Start by reading this documentation: http://mesos.apache.org/documentation/latest/maintenance/#how-does-it-work

Tested with DC/OS 1.11.4 (Mesos 1.5.1, Marathon 1.6.535), in strict mode.

Basically, there are three modes for a node in Mesos:

You can move from UP to DRAIN by scheduling maintenance, and you can move back to UP from DRAIN by unscheduling maintenance.

The only way to get to DOWN is to first put a node in DRAIN first (you can do this at the same time with multiple queries).

Once a node is DOWN, you can only move it back to UP.

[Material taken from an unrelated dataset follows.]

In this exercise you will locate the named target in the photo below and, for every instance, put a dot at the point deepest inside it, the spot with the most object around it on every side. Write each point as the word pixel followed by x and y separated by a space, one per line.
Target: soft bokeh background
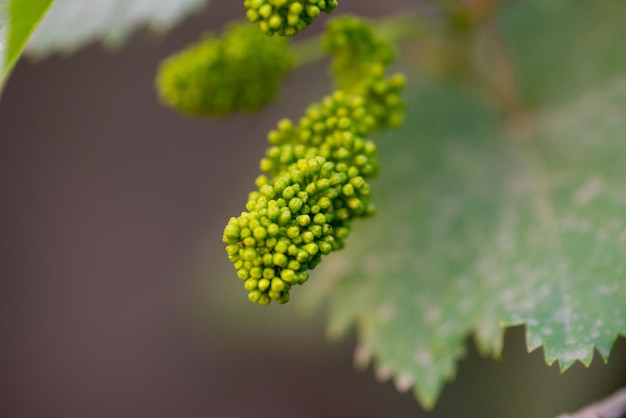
pixel 116 298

These are the four valid transitions:

Respecting maintenance:

A framework must respect maintenance mode in order for DRAIN to do anything (putting a node in DOWN / starting maintenance will always evict running tasks, regardless of support for maintenance).

Marathon 1.6.535 (in DC/OS 1.11.4) supports respecting maintenance mode, but it must be turned on via flag. This can be done by doing the following:

sudo mkdir -p /var/lib/dcos/marathon
sudo tee /var/lib/dcos/marathon/environment <<-'EOF'
MARATHON_ENABLE_FEATURES=vips,task_killing,external_volumes,secrets,gpu_resources,maintenance_mode
EOF

This adds the maintenance_mode to the list of enabled features. Note that this overrides the default enabled feature list in DC/OS 1.11.4, which has vips,task_killing,external_volumes,secrets,gpu_resources

You can create this file prior to installing DC/OS (I think permissions will just kind of work, not entirely sure though).

This should not be necessary in Marathon 1.7 (DC/OS 1.12.x).

API Calls

Here are some example calls to perform various actions:

All of these go through the DC/OS Master IP (in this case, 172.31.47.190), using HTTPS and the mesos/api/v1 endpoint (which is the Mesos “V1 Operator” API endpoint)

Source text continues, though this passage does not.